The Black Lives Matter movement was founded in 2013 in response to this violence. There seems to be a belief among many white people that Black Lives Matter is anti-police, or that it promotes violence against white people. It’s simply not true. That’s not the goal, and it never has been. Go to their website There is nothing on it to suggest the way to end this is through violence against police. When you see the hashtag, don’t respond with #AllLivesMatter, or #BlueLivesMatter. We get that all lives matter, but black people are the ones losing their lives at the hands of those charged with protecting us. I respect and appreciate the police that protect our communities, but changes need to be made. The first two items on this list are a great place to start.

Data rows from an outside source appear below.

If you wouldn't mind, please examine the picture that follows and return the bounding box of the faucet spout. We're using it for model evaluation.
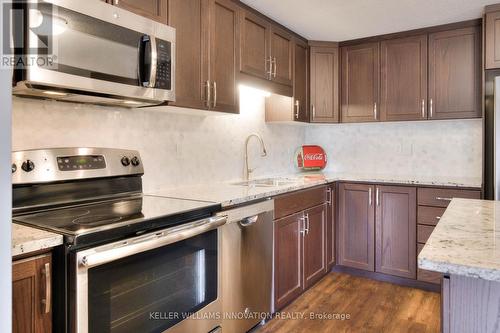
[245,133,267,180]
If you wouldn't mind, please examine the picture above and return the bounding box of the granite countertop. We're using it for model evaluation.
[150,173,481,208]
[12,223,63,257]
[418,199,500,282]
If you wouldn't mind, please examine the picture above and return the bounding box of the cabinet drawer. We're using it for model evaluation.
[417,206,446,226]
[417,244,443,284]
[418,188,481,207]
[417,225,434,244]
[274,186,326,219]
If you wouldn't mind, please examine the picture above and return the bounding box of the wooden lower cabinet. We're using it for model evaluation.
[274,212,304,309]
[338,183,375,271]
[304,204,327,288]
[375,186,417,279]
[12,254,52,333]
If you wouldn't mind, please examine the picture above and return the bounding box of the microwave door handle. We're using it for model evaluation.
[149,36,158,88]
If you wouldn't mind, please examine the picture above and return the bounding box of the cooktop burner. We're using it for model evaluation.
[14,195,219,236]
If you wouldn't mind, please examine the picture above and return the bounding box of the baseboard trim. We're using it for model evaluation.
[331,265,441,293]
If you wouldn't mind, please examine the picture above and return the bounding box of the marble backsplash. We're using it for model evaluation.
[12,89,305,191]
[305,119,483,179]
[12,89,482,192]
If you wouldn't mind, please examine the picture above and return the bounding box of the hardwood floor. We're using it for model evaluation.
[253,273,441,333]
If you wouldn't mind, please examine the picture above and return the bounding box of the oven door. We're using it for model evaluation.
[14,0,175,107]
[71,217,226,333]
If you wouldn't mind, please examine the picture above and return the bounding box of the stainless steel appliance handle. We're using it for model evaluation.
[42,262,52,313]
[78,216,227,269]
[240,215,259,227]
[149,36,158,88]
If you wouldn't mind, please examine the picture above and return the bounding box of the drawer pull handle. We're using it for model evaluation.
[436,197,453,201]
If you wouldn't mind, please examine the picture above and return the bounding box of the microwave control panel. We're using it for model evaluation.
[155,39,172,90]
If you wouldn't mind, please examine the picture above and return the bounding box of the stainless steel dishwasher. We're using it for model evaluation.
[219,200,274,333]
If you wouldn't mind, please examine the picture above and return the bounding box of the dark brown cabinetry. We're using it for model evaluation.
[337,183,375,271]
[341,43,380,123]
[310,43,340,123]
[107,0,169,24]
[168,0,208,109]
[380,35,427,121]
[325,184,337,270]
[12,254,52,333]
[417,187,481,284]
[375,186,417,279]
[169,0,239,113]
[274,213,304,308]
[484,5,500,69]
[274,186,329,309]
[429,27,482,119]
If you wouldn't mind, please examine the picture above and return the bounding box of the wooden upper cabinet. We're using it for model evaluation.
[12,254,52,333]
[375,186,417,279]
[168,0,208,109]
[112,0,169,24]
[429,27,482,119]
[341,43,380,123]
[209,0,239,113]
[292,40,309,122]
[304,204,328,288]
[484,11,500,69]
[338,183,375,271]
[240,10,271,79]
[271,25,293,86]
[380,35,427,121]
[310,46,340,123]
[274,212,304,309]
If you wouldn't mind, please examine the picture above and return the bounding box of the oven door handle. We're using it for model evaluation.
[77,216,227,269]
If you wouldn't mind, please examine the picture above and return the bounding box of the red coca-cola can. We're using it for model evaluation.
[295,145,327,170]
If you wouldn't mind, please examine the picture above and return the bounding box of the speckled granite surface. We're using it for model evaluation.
[418,199,500,282]
[12,223,63,257]
[152,173,481,208]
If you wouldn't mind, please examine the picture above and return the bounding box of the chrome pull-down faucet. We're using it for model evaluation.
[245,133,267,180]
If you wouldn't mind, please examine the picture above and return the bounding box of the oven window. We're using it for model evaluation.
[88,230,217,333]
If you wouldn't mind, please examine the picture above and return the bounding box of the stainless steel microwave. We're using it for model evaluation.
[11,0,175,107]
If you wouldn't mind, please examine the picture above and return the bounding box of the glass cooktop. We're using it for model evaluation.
[13,195,220,236]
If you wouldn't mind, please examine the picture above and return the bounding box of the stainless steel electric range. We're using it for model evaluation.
[12,148,226,332]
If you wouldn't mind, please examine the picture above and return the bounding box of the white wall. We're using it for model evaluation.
[305,119,483,179]
[0,29,12,332]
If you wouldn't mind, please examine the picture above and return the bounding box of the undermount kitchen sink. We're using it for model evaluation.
[233,178,297,187]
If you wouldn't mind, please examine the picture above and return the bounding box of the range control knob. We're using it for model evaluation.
[122,156,130,166]
[21,160,35,172]
[131,156,141,166]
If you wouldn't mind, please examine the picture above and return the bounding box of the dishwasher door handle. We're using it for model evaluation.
[240,215,259,227]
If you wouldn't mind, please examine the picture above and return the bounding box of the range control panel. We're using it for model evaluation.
[12,148,144,184]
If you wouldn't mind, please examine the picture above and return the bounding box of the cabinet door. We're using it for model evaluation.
[429,27,482,119]
[484,12,500,69]
[380,35,427,121]
[304,204,327,288]
[338,184,375,271]
[375,186,417,279]
[274,213,304,309]
[12,255,52,333]
[311,47,339,123]
[240,10,271,79]
[113,0,169,24]
[326,185,337,270]
[271,26,293,86]
[209,0,239,113]
[341,43,380,123]
[168,0,208,109]
[293,40,309,122]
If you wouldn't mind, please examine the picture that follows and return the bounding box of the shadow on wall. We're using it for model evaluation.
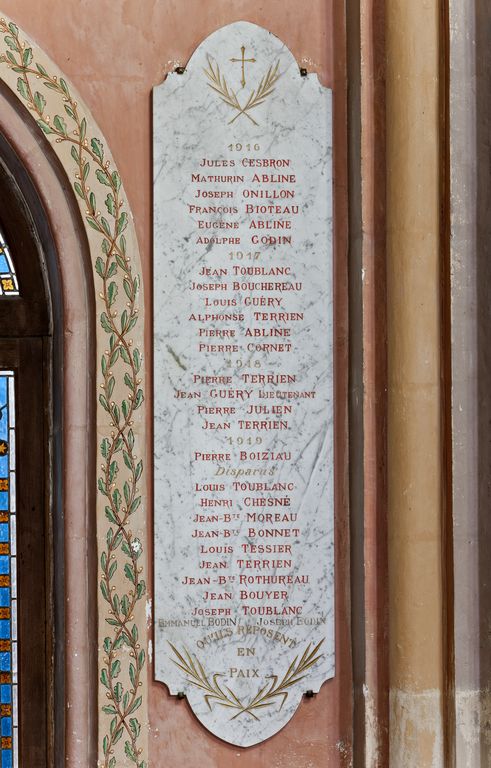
[475,0,491,765]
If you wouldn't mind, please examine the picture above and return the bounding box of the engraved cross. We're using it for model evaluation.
[230,45,256,88]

Here’s another issue I have. White people were so offended by Colin Kaeperinick’s peaceful protest in 2016 when he decided not to stand for the national anthem. I heard, and continue to hear and read statements like “He could have found a different place to do it,” “he’s disrespecting the flag,” “he’s disrespecting the military,” “he gets paid millions so he doesn’t have to deal with inequality.” People were so desperate to ascribe their own meaning to what he was doing because they didn’t want to acknowledge the actual reason, which he stated from the start when asked about it. According to The Undefeated after being questioned regarding why Colin didn’t stand, he responded “I am not going to stand up to show pride in a flag for a country that oppresses black people and people of color. To me, this is bigger than football and it would be selfish on my part to look the other way. There are bodies in the street and people getting paid leave and getting away with murder.” And now as people around the country, both black and white, take their protests to the streets, the conversation is, “these people are looting and rioting,” “how could they do this?,” “they’re destroying their community,” “this isn’t helping anything.” If peaceful protests aren’t getting it done, people are going to revert to other methods, regardless of how you feel personally about their choices. You can judge all you want, but you can’t tell people how to protest if you’ve never been oppressed.

I don’t want to hear about black on black crime when a cop kills a black person. The black community is aware that gun violence, gangs, and drugs are a problem. If you don't have any interest in learning about historical oppression, systemic racism, and trying to fix it, on a micro, mezzo, or macro level you don't get to comment on it. You tell athletes to stick to sports, but want to be an expert on black on black crime because of what you saw on The Wire and the 5 o clock news. Black people deal with their own trauma every day, they don’t need white people rehashing it so they can avoid the issue at hand.

The cases I’m talking about above are just the tip of the iceberg. These are the cases that have become national news because these individuals were killed for no reason. This doesn’t even begin to cover the other forms of racism the black community deals with every day. When cases like this happen, I think of the young men I used to serve in New Orleans, and the hundreds of black student-athletes I've worked with over the last 5 years. I think about how difficult it must be for them to wonder if they are going to be safe to go on a run, or if they encounter a cop who doesn't understand who they are or what they're doing. I think about wanting to give them a bro hug and telling them I'm here for them, knowing I'm not adequately prepared to deal with how to help them, but wanting to try anyway. I think about wanting to tell them they're safe and this would never happen to them, but not knowing if that's true. All of us have a choice, are you going to be part of the solution, or are you going to continue to be part of the problem?